When I think of how to explain these components in simple to understand terms, I use the analogy of a car. The Body is the body of the car with all it's moving parts that require constant maintenance and attention as it shakes, rattles, and rolls along. The Mind is the steering wheel that determines where the Body will go. And the Spirt is the gas that gives the car movement and momentum. Without consideration for Spiritual things, we may do and think whatever we want, but we will have a poor sense of direction and may have very little momentum.


There are many examples in the Bible how God wants us to think, behave, and set boundaries with others, most notable is the story of Adam and Even in the Garden. God created the tree of knowledge of good and evil (Genesis 2:9) and warned Adam that on the day he eats from it he shall die (Genesis 2:17). Notice, this was before Eve even enters the story (Genesis 2:21).
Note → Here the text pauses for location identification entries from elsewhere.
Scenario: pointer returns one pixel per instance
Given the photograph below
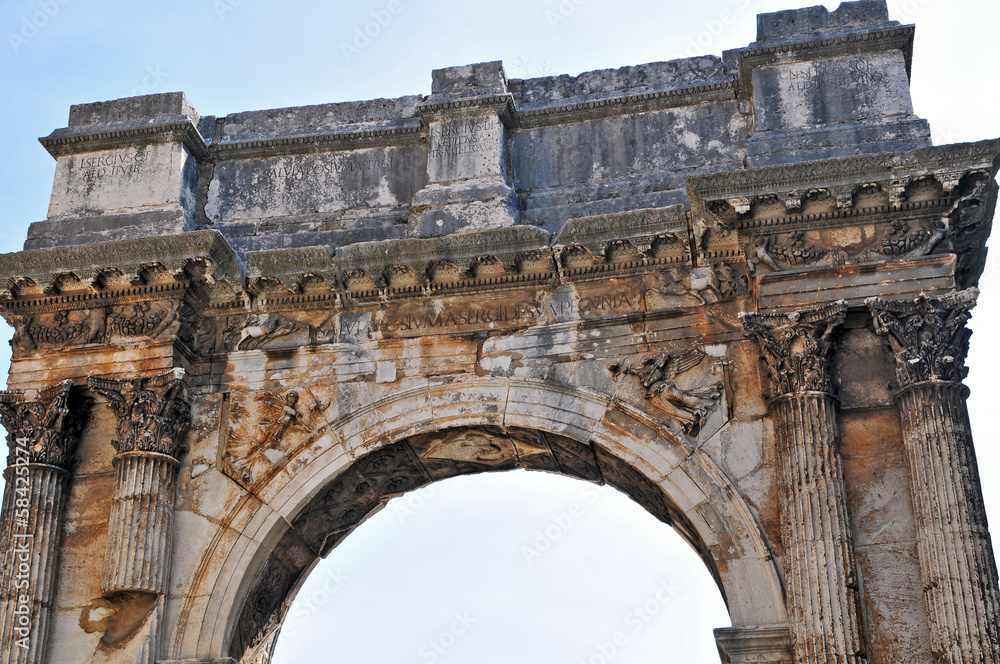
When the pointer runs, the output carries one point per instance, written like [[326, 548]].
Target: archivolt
[[450, 428]]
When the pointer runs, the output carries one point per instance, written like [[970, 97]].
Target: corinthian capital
[[153, 414], [928, 335], [796, 345], [48, 428]]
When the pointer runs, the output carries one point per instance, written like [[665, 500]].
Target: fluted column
[[820, 575], [930, 340], [153, 418], [42, 438]]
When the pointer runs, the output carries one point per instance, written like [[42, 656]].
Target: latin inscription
[[452, 139], [113, 164], [471, 316], [854, 74], [314, 170]]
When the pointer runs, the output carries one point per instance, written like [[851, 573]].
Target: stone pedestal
[[820, 576], [42, 437], [468, 186], [957, 565], [124, 168]]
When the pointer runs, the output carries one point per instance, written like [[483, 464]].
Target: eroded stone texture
[[287, 317]]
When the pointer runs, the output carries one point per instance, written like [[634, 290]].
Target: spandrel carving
[[657, 375]]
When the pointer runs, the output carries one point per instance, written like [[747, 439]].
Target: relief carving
[[700, 285], [928, 335], [689, 407], [50, 425], [153, 414], [142, 319], [252, 331], [796, 346], [60, 329], [266, 430]]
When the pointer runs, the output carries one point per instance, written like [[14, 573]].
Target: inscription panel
[[842, 89], [325, 182], [465, 148], [123, 179]]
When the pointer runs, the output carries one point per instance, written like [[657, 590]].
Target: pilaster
[[929, 339], [153, 417], [820, 575], [42, 438]]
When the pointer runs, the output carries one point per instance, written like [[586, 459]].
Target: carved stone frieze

Eve gets tricked by the serpent (Satin) and when they ate the fruit from the tree of life, they broke God's rule (Genesis 3:3), and sin entered Adam and Eve and everyone thereafter (Genesis 3:15). Even though we have free will, the Bible warns us that everything is permissible, but not everything is beneficial (1 Corinthians 10:23). Our decisions hurt not only our Body and Mind, but also our Spirit. The scripture below explains how our decisions can bring joy or sorrow to the Holy Spirit within us. When we live a life that is not intentional it's like spending our days polishing a beautiful car that we never take out of the garage. Life is so much better when you take that beauty out on the road, propelled by the Spirit living in you.


"And do not bring sorrow to God’s Holy Spirit by the way you live.

Remember, he has identified you as his own,

guaranteeing that you will be saved on the day of redemption."